Cláudio Weber Abramo

Dificilmente existirá algum jornalista que não tenha, em algum momento da vida, se deparado com editores que, ao meterem o lápis nas nossas matérias tão ciosamente montadas, afirmem: "Isso não se escreve assim", ou "O leitor não vai entender nunca; vamos simplificar isto".

Não que as matérias entregues aos editores (onde isso ainda existe, o que é cada vez mais raro, pois hoje a produção do repórter costuma sair direto do terminal para a página impressa), não que essas matérias, dizia, sejam, em média, peças inatacáveis, muito ao contrário. Acontece que, no geral, os argumentos dos editores não são muito melhores.
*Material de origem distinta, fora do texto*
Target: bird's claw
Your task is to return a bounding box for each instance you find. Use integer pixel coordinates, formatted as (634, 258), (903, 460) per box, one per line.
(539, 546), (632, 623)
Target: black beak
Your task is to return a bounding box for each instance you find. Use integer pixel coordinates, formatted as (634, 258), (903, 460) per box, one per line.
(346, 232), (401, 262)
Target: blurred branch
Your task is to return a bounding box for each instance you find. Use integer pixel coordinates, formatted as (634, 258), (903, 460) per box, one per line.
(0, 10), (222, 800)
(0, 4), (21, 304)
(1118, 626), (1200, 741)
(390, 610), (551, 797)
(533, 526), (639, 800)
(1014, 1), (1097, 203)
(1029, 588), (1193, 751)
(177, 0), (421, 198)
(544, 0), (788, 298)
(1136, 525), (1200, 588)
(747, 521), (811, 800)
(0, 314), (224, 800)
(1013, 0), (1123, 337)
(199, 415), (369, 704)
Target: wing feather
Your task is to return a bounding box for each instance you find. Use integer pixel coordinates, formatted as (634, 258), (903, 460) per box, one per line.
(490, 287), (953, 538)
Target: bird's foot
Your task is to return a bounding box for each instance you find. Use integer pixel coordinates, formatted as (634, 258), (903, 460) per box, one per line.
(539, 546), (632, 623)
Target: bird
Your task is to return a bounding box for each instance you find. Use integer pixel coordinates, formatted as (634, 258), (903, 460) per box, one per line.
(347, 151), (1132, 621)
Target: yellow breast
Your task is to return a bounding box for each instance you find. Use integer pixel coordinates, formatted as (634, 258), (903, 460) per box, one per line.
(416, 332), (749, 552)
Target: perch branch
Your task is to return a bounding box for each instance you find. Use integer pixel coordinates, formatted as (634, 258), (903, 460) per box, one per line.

Tomemos o exemplo "O leitor nunca vai entender isto". De onde, exatamente, os editores e copidesques tiram essa clarividência. Não, decerto, de alguma aquilatação objetiva do nível de compreensão de texto dos leitores do jornal em que trabalham. Em muitos anos, nunca vi um único exemplo de jornal ou revista que tivesse se dado ao trabalho de verificar empiricamente qual é a extensão vocabular e a compreensão gramatical média de seu leitorado para, só depois, baixar o centralismo vocabular na redação.

Mas se não se trata de um argumento empírico, o que indica a frase "o leitor não vai entender"? Não chego ao ponto de adotar como verdadeiro o chiste óbvio, ou seja, que quem não entende é o editor. Creio que o problema é pior. O editor que faz isso tem uma visão autoritária sobre o leitor, diminui-o em sua mente e, por isso, considera que ele só compreenderá frases tatibitate.

O resultado é que o jornalismo escrito vai pelo mesmo caminho da mídia eletrônica: joga o leitor cada vez mais para baixo. Pois é evidente que, ao não ser exposto a um uso menos trivial do idioma, o leitor deixa de aprender, quando não desaprende e/ou aprende mal.

Exemplo do último caso é o emprego disseminado do verbo "ir" como auxiliar. O deputado não assinará o projeto de lei, o presidente não viajará, a plataforma não afundará, mas todos "irá assinar", "irá viajar", "irá afundar".

Além do inusitado, o fenômeno que produz isso é ininteligível sob o ponto de vista lingüístico. Qualquer língua evolui no sentido da simplificação, representada pela elisão de letras, pela contração de palavras umas nas outras, pelo desaparecimento de tempos verbais e assim por diante. O princípio básico é gastar menos saliva para dizer a mesma coisa. "Irá afundar" faz o contrário, como também faz o contrário a recente mania nacional, esta gramaticalmente absurda, de dizer: "O senhor quer estar comprando esta balinha?" Por que não "O senhor quer comprar etc."?

Neste último caso, talvez a resposta tenha algo a ver com a inexplicável predileção pelo uso do gerúndio ? que, arre, invadiu títulos por tudo quanto é lado. O gerúndio é um tempinho besta, não vai nem deixou de ir, está em processo e nunca em conclusão, reflete ausência de comprometimento. Brasileiro gosta de gerúndio porque é malemolente, só pode ser. Português de Portugal só o emprega quando não consegue contorná-lo de jeito nenhum. No meu tempo, quem se atrevesse a redigir um título em gerúndio seria instantaneamente admoestado e, na reicidência, demitido com desonra.